When Walmart built its new Supercenter on the north side of Kalispell it left behind a 129,666-square-foot building in the heart of Evergreen. It sat vacant for six years. The county considered buying the massive building for a new jail, but U-Haul, the largest moving and storage business in the country, eventually purchased it for an undisclosed sum.
The 15.76-acre commercial property was lucky to find a buyer. Many similar properties don’t sell, or, like the former Walmart, it takes several years. There are only so many entities that need so much space. And since then, the Flathead has only added to its big-box inventory.
The Shopko in Evergreen and Shopko Hometown in Whitefish are poised to close in the next few weeks after the retailer declared for bankruptcy protection and couldn’t find a buyer.
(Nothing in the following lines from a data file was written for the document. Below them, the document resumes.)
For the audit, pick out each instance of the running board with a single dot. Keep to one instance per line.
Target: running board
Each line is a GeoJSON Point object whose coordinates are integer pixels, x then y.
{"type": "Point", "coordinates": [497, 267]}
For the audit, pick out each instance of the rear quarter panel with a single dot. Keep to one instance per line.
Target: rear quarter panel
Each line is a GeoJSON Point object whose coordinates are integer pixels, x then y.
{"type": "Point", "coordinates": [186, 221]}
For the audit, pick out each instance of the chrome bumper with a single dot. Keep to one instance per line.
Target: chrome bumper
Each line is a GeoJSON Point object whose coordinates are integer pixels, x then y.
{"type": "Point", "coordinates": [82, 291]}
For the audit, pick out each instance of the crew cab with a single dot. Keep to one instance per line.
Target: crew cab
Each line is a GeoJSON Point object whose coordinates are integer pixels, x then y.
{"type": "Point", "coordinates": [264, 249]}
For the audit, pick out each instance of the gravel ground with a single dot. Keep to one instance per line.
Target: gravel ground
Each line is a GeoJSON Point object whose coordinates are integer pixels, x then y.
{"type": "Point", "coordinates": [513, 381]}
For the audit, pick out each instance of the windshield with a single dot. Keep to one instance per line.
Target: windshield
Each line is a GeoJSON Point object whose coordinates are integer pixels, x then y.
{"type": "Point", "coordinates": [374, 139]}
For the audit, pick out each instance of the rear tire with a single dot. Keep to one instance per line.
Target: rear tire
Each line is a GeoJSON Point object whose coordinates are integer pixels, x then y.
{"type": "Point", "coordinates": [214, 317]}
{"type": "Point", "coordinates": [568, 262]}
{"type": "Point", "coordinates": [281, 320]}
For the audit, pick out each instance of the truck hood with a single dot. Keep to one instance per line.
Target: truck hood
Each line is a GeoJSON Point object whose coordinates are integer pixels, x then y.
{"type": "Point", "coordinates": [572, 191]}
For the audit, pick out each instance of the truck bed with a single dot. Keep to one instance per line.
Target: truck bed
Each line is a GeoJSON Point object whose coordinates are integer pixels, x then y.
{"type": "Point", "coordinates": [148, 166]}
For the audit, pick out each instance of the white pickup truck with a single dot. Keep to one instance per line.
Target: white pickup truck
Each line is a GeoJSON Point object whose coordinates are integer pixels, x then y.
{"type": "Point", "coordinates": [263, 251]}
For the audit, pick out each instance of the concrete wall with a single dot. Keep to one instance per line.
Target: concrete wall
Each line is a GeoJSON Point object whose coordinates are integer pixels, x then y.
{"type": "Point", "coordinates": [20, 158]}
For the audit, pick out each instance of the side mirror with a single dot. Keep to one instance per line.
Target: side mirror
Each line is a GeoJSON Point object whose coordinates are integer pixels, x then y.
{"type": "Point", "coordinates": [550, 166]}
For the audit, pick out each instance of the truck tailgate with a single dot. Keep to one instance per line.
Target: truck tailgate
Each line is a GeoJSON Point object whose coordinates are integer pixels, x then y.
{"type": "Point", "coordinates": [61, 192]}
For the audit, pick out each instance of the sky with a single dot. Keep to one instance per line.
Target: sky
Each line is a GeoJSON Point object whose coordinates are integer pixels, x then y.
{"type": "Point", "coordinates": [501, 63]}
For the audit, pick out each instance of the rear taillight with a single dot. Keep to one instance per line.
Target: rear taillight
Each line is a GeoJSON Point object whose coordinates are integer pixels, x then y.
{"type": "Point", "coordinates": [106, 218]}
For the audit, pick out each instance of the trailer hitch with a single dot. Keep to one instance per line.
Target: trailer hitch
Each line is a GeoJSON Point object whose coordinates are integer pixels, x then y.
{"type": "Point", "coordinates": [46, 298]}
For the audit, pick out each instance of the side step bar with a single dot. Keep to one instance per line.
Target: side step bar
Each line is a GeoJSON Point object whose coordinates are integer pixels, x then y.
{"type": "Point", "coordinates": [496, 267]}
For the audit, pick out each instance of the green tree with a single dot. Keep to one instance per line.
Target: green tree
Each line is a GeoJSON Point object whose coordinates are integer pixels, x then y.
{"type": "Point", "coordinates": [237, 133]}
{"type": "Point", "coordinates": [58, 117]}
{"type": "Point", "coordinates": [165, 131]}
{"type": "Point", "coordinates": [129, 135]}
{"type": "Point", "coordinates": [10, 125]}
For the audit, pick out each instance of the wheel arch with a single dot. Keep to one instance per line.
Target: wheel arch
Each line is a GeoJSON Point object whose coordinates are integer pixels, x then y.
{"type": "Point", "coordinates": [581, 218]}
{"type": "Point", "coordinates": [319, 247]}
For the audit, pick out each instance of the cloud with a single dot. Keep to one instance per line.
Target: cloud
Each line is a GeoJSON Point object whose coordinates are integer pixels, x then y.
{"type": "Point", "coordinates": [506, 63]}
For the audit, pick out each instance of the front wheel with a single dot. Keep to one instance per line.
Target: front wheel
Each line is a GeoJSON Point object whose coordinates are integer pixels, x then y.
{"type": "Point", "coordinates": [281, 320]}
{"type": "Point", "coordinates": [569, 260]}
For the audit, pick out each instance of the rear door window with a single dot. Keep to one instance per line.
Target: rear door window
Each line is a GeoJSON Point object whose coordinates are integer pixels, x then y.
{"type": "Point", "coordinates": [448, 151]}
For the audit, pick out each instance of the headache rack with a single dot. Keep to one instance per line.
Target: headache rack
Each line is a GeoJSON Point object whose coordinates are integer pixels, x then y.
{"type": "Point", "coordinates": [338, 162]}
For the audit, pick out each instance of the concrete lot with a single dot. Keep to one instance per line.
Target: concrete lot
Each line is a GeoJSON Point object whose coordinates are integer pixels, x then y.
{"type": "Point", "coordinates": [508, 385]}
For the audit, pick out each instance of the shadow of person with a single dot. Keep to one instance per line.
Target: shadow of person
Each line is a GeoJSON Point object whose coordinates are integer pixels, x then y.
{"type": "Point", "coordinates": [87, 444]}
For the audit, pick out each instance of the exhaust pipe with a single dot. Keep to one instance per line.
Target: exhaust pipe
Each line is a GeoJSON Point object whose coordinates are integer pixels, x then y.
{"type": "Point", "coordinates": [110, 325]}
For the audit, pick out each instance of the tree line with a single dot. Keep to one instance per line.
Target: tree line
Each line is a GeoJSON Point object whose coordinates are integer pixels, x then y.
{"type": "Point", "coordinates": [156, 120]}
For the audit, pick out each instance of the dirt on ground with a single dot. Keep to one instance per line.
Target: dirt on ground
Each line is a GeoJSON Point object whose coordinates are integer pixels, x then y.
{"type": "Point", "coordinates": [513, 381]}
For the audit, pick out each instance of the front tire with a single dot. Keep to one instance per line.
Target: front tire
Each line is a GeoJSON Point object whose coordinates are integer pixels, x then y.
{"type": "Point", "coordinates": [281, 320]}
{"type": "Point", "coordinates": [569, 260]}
The Whitefish location opened less than four years ago.
Meanwhile, in Kalispell, the roughly 80,000-square-foot former Herberger’s location in the heart of downtown has remained empty for about a year. The department store announced its closure not long after it completed a massive expansion and renovation project.
The closing of big-box stores is not unique to the Flathead Valley, and some of them find replacement tenants in short order. For example, when Borders bookstore declared bankruptcy and closed its north side Kalispell store in 2011, within months Natural Grocers announced it would be moving in.
But it’s not just retailers that are moving and closing. Over the last decade, a handful of area car dealerships have merged with others or relocated to more modern facilities, leaving behind thousands of square feet in empty buildings.
To be sure, economics dictate whether a business survives or decides to move locations. But the question many communities are grappling with is what to do with the remains.
Sometimes demolition is the most practical option. As Roger Lewis, professor emeritus of the University of Maryland’s school of architecture, told Popular Science last year, “A lot of these big box structures were very cheaply built. They were constructed with off-the-shelf materials and structural systems and mechanical systems. Their lifespan was not really meant to be more than 25 or 30 years.”
But there’s another option that is gaining traction among communities and architects alike: adaptive reuse, or the process of reinventing abandoned buildings into something completely new. It’s where old fire departments are turned into hotels, old power plants into multi-use complexes and old box stores into award-winning libraries.
“Adaptive reuse is as old as architecture itself, with few buildings retaining their original structure, layout and functions across generations,” writes Kurt Kohlstedt at 99% Invisible. “Far more time and money is spent revamping existing structures than building new ones.”
Today, it just might take a little more vision on a buyer’s part to see a large vacancy’s potential. It could be as simple as a warehouse or fulfillment center. But, depending on its location, it could also be much more.
Our region is growing and, in conjunction with that, new commercial properties will continue to sprout up. But we shouldn’t forget about the bones already in place in pockets of our county, ready and waiting to be reimagined as something new.